La naissance de la science politique 9 novembre 2008
Par Latour07 1ER COMMENTATEUR DU HALL D'HONNEUR (Amazon.fr )  
Claude Lefort rapprochait La Boétie de Machiavel car l'un et l'autre, les seuls en leur siècle s'agissant proprement du politique, mais combien parlant en leur isolement, tirent radicalement les conséquences du surgissement d'une figure inédite de la domination et parlent du même coup pour l'avenir.

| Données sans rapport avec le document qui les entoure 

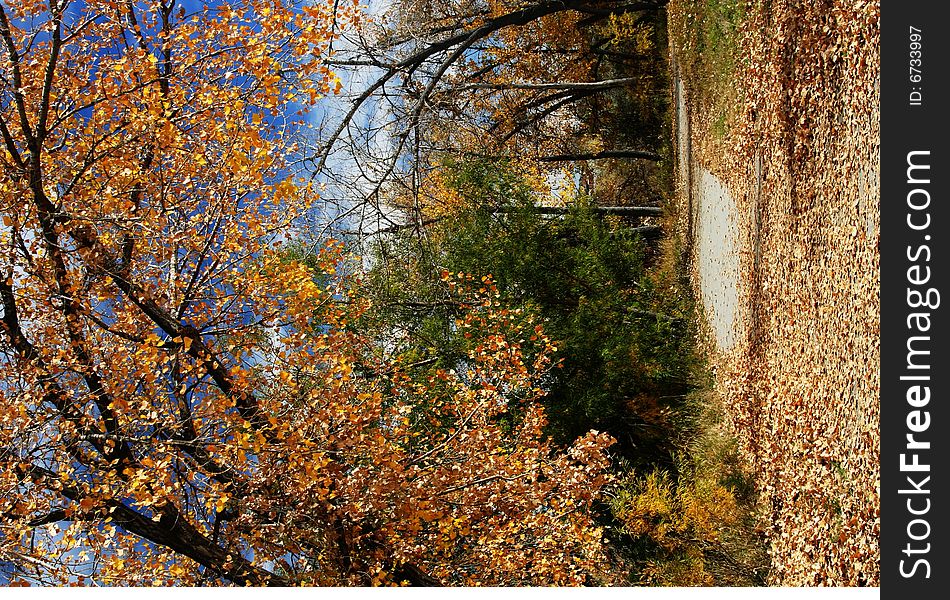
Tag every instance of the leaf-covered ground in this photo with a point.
(798, 149)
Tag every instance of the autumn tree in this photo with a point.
(182, 401)
(481, 78)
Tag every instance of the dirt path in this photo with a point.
(785, 224)
(714, 231)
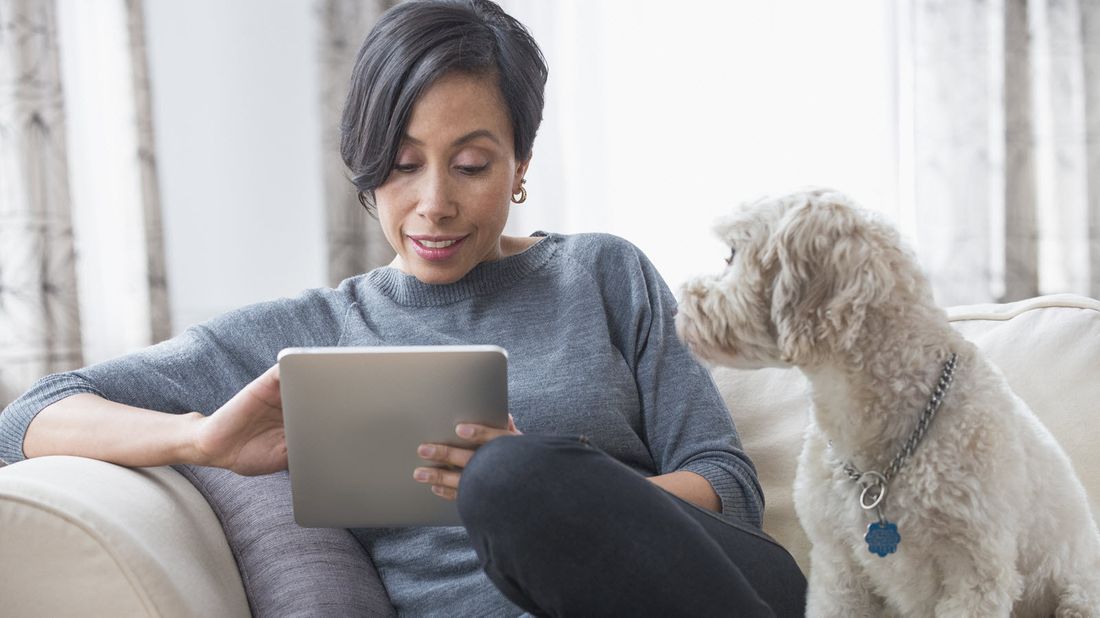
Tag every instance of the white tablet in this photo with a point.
(355, 416)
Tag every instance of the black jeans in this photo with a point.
(563, 529)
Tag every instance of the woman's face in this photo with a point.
(446, 201)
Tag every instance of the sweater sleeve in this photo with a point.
(197, 371)
(686, 423)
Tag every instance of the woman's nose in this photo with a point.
(437, 199)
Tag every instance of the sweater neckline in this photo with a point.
(485, 278)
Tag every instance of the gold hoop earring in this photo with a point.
(523, 192)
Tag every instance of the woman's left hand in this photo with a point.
(444, 481)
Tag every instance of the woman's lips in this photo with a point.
(437, 249)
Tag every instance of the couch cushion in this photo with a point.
(80, 537)
(287, 570)
(1048, 349)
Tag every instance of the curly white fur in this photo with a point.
(993, 520)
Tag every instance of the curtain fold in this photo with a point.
(354, 240)
(40, 323)
(156, 280)
(81, 252)
(1005, 170)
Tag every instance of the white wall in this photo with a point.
(663, 116)
(658, 120)
(237, 117)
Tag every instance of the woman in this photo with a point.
(627, 492)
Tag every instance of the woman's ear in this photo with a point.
(520, 173)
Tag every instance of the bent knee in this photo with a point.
(517, 471)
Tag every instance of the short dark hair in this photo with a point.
(411, 46)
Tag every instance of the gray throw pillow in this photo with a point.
(288, 570)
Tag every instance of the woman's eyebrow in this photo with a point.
(468, 138)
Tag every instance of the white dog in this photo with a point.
(992, 520)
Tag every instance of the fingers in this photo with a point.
(481, 433)
(444, 483)
(443, 454)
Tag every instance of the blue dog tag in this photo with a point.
(882, 538)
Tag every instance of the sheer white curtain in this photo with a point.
(81, 261)
(1004, 102)
(967, 122)
(662, 116)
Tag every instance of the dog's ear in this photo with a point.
(829, 271)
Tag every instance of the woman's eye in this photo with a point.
(729, 260)
(472, 169)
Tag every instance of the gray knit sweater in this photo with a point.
(592, 350)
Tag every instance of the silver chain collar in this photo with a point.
(876, 482)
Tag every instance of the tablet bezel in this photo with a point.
(354, 417)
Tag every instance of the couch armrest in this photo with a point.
(88, 538)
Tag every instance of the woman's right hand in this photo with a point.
(245, 434)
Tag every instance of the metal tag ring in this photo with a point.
(876, 481)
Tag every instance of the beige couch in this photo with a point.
(80, 537)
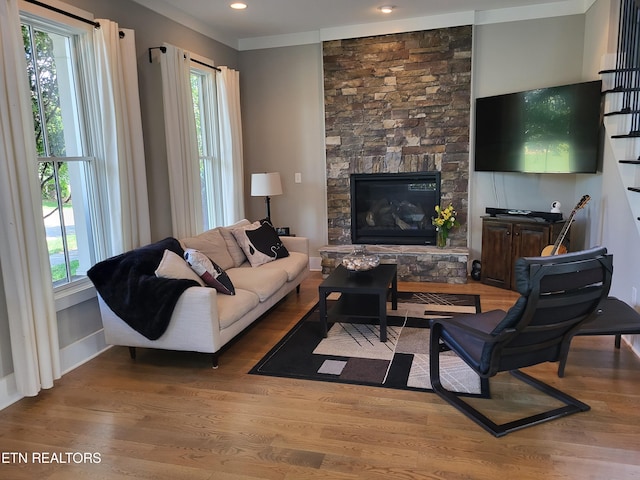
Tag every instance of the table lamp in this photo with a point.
(266, 185)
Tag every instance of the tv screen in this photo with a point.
(548, 130)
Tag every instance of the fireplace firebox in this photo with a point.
(394, 208)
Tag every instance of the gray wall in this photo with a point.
(517, 56)
(152, 30)
(283, 119)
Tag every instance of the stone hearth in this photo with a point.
(416, 263)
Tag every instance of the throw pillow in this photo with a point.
(213, 245)
(209, 271)
(173, 266)
(232, 245)
(260, 243)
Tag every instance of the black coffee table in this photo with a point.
(362, 295)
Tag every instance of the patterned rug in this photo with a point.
(353, 353)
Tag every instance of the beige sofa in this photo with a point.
(204, 320)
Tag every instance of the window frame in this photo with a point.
(80, 289)
(208, 142)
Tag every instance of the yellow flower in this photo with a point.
(445, 219)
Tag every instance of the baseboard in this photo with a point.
(315, 264)
(81, 351)
(8, 391)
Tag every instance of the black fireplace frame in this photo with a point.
(425, 234)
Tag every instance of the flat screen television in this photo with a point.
(547, 130)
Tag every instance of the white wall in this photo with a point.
(615, 223)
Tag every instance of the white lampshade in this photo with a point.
(265, 184)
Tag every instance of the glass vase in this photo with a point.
(441, 236)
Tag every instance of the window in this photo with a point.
(203, 90)
(64, 166)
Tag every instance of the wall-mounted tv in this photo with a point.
(547, 130)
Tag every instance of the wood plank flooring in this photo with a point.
(167, 415)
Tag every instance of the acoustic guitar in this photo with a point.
(557, 248)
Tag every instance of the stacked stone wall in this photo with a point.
(398, 103)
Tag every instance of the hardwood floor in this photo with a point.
(167, 415)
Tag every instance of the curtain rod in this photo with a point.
(68, 14)
(164, 50)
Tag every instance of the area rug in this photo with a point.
(352, 352)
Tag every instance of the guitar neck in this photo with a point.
(563, 233)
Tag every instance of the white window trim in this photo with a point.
(81, 290)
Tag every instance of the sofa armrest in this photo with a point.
(296, 244)
(194, 325)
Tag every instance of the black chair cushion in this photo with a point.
(522, 265)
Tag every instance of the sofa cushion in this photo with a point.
(232, 245)
(209, 271)
(173, 265)
(213, 245)
(294, 264)
(232, 309)
(264, 282)
(260, 243)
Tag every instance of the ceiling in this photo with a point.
(267, 23)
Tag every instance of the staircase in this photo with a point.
(621, 87)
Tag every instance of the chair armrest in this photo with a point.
(473, 325)
(296, 244)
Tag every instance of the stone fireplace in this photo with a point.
(399, 104)
(394, 208)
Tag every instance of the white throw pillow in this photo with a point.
(173, 265)
(212, 274)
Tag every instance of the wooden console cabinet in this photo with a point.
(504, 240)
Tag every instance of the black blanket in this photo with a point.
(128, 285)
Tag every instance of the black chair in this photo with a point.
(557, 295)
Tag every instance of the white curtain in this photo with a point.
(182, 148)
(121, 186)
(23, 256)
(230, 121)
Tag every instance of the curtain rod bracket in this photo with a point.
(162, 49)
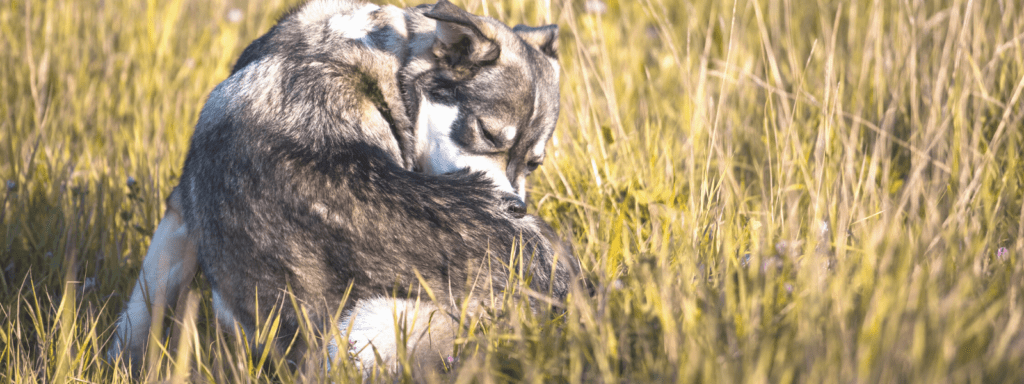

"Pour le moment, je désirerais seulement qu'on me fit comprendre comment il se peut que tant d'hommes, tant de villes, tant de nations supportent quelquefois tout d'un Tyran seul, qui n'a de puissance que celle qu'on lui donne, qui n'a de pouvoir de leur nuire, qu'autant qu'ils veulent bien l'endurer, et qui ne pourrait leur faire aucun mal, s'ils n'aimaient mieux souffrir de lui, que de le contredire. Chose vraiment surprenante (et pourtant si commune, qu'il faut plutôt en gémir que s'en étonner)! c'est de voir des millions et de millions d'hommes, misérablement asservis, et soumis tête baissée, à un joug déplorable, non qu'ils y soient contraints par une force majeure, mais parce qu'ils sont fascinés et, pour ainsi dire, ensorcelés par le seul nom d'un, qu'ils ne devraient redouter, puisqu'il est seul, ni chérir, puisqu'il est, envers eux tous, inhumain et cruel."

L'exigence de liberté est radicale :

"Si pour avoir la liberté, il ne faut que la désirer; s'il ne suffit pour cela que du vouloir, se trouvera-t-il une nation au monde qui croie la payer trop cher en l'acquérant par un simple souhait ? Et qui regrette sa volonté à recouvrer un bien qu'on devrait racheter au prix du sang, et dont la seule perte rend à tout homme d'honneur la vie amère et la mort bienfaisante ?"

Comme l'explicite l'auteur, "la première raison de la servitude volontaire, c'est l'habitude" :

"Il est vrai de dire, qu'au commencement, c'est bien malgré soi et par force que l'on sert; mais ensuite on s'y fait et ceux qui viennent après, n'ayant jamais connu la liberté, ne sachant pas même ce que c'est, servent sans regret et font volontairement ce que leurs pères n'avaient fait que par contrainte."

Les Tyrans savent amuser / droguer le peuple :

"Les théâtres, les jeux, les farces, les spectacles, les gladiateurs, les bêtes curieuses, les médailles, les tableaux et autres drogues de cette espèce étaient pour les peuples anciens les appâts de la servitude, la compensation de leur liberté ravie, les instruments de la tyrannie."

L'auteur poursuit par une superbe critique que nous transposons immédiatement dans notre actualité de la société de communication et de publicité qui prévaut sur celle du sens, du signifié, du politique :

"Ainsi, les peuples abrutis, trouvant beau tous ces passetemps, amusés d'un vain plaisir qui les éblouissait, s'habituaient à servir aussi niaisement mais plus mal encore que les petits enfants n'apprennent à lire avec des images enluminées."

Lire et relire Etienne de la Boétie vous conduit à mieux comprendre les limites du discours politique démocratique et révolutionnaire. C'est se doter d'une table de questions, vivante, sur la liberté politique.